Довольно часто, например, бывал у меня губернатор Кошуро-Масальский142, человек очень словоохотливый, хорошо знавший жизнь своего района. Но о крестьянах ему было говорить неинтересно. Начнешь его расспрашивать, а он уклонится в сторону и старается рассказать какую-нибудь веселую историю из административной практики.

– Вот, приехал я как-то раз в один из своих уездов, – повествует он, – и на вокзале, понятно, встречает меня исправник. Объехали мы с ним те учреждения, которые я хотел осмотреть, и когда официальная часть поездки окончилась, смущенно обращается он ко мне и говорит:

– Ваше превосходительство! Я и жена моя почтем за большую честь, если вы отобедаете у нас. Жена насчет всяких блюд великая мастерица. Мы были бы весьма счастливы…

– Благодарю вас, с удовольствием, – отвечаю я. – Только мне нужно сначала сделать кое-какие визиты. А в котором часу вы обедаете?

– Если вам удобно, в три часа. Это здесь обычное время. Когда дети приходят из гимназии.
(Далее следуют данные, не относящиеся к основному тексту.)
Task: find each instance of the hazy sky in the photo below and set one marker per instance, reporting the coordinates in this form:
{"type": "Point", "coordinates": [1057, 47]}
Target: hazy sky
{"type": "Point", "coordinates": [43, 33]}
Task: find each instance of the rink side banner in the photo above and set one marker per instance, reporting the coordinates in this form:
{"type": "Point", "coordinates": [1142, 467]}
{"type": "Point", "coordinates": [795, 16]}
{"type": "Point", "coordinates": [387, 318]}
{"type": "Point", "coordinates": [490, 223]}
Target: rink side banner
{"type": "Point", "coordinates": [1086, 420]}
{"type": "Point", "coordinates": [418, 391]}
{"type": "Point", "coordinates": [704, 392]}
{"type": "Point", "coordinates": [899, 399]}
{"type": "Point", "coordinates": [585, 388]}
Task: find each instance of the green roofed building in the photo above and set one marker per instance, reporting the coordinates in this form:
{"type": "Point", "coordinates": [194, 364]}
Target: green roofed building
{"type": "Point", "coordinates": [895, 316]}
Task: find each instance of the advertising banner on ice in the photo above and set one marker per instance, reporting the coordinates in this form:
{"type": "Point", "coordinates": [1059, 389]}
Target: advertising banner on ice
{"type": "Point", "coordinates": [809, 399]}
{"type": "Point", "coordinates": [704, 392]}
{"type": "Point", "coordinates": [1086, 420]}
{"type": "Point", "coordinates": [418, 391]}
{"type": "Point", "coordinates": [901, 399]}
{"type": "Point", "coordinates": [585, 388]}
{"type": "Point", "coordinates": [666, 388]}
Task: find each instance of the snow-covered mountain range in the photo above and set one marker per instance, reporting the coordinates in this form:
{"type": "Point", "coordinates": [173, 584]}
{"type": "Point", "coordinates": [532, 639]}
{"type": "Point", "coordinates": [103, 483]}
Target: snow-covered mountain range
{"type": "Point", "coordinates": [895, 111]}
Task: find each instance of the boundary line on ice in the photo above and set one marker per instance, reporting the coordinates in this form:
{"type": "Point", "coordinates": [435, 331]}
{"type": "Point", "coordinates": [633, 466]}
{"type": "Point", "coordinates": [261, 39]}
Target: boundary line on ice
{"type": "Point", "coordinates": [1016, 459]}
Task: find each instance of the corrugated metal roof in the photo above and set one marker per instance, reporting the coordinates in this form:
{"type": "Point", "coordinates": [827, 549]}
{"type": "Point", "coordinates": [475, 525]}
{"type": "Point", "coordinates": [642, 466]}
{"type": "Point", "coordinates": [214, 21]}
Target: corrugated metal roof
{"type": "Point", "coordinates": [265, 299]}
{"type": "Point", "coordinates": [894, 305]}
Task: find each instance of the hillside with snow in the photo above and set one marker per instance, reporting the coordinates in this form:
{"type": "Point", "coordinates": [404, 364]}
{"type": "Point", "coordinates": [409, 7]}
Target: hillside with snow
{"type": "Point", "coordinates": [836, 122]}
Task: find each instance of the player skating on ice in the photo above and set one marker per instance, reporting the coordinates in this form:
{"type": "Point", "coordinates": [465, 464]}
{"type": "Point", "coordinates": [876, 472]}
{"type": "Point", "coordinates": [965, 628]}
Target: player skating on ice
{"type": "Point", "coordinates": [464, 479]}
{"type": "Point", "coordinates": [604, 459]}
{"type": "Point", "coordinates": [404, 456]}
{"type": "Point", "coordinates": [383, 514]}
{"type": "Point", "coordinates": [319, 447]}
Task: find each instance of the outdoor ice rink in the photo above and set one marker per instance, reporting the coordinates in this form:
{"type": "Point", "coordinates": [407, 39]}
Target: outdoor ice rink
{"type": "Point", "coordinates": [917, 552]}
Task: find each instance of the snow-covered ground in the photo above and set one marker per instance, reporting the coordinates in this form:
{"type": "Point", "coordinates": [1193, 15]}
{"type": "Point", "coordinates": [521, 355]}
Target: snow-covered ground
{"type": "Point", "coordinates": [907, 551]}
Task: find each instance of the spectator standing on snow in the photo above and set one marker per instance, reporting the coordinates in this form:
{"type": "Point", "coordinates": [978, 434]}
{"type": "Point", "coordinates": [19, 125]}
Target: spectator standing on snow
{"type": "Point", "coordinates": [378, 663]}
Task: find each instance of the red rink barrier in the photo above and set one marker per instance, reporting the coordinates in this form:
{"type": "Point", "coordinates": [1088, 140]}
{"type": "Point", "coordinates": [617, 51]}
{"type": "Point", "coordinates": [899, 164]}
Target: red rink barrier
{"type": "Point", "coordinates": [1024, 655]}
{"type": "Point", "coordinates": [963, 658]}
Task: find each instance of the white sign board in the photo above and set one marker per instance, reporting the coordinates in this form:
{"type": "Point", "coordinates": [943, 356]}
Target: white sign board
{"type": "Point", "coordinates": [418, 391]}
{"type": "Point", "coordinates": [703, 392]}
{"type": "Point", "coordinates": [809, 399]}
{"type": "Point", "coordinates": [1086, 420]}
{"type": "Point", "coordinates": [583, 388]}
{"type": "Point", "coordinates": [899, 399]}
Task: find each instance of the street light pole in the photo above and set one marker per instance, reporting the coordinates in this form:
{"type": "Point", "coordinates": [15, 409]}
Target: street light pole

– Хорошо, – соглашаюсь я. – Только простите, если немного задержусь. Надеюсь, вы мне дадите кар д-ер де грас?143

Кар д-ер де грас? – с некоторой тревогой переспросил он. – О, обязательно, ваше превосходительство! Постараюсь.

Отпустил я исправника, поехал делать визиты. И опоздал к обеду как раз на четверть часа, как предупреждал. Стол был заставлен закусками; из кухни доносился треск горящих дров, шел запах чего-то вкусного жареного, чего-то вкусного вареного. Обед оказался прекрасным. А когда, к концу обеда, подали кофе, и хозяйка вытащила из буфетного шкапа несколько бутылочек с ликером и поставила на стол, исправник сконфуженно обратился ко мне:

– Простите, ваше превосходительство, но, к сожалению, никак не мог удовлетворить ваше желание. Целый час бегал по всем магазинам, спрашивал ликер «кар д-ер де грас», но ни у кого нет. Бенедиктин есть, абрикотин есть, какао-шуа – тоже. А,вот, кар д-ер де грас не имеется. Необразованная у нас публика!

Вообще любопытных эпизодов и анекдотов рассказывали мне немало приезжавшие из провинции деятели. Но от этого, как и от дачной малины или грибков, знакомство с русской деревней расширялось у меня очень мало. Только перед самой войной стал я по присылавшимся корреспонденциям и по рассказам прибывавших в Петербург помещиков замечать, что положение в деревне становится более напряженным, что агитация народников и революционеров-социалистов приносит плоды. Очевидно, тургеневские наивные Неждановы стали теперь более опытными.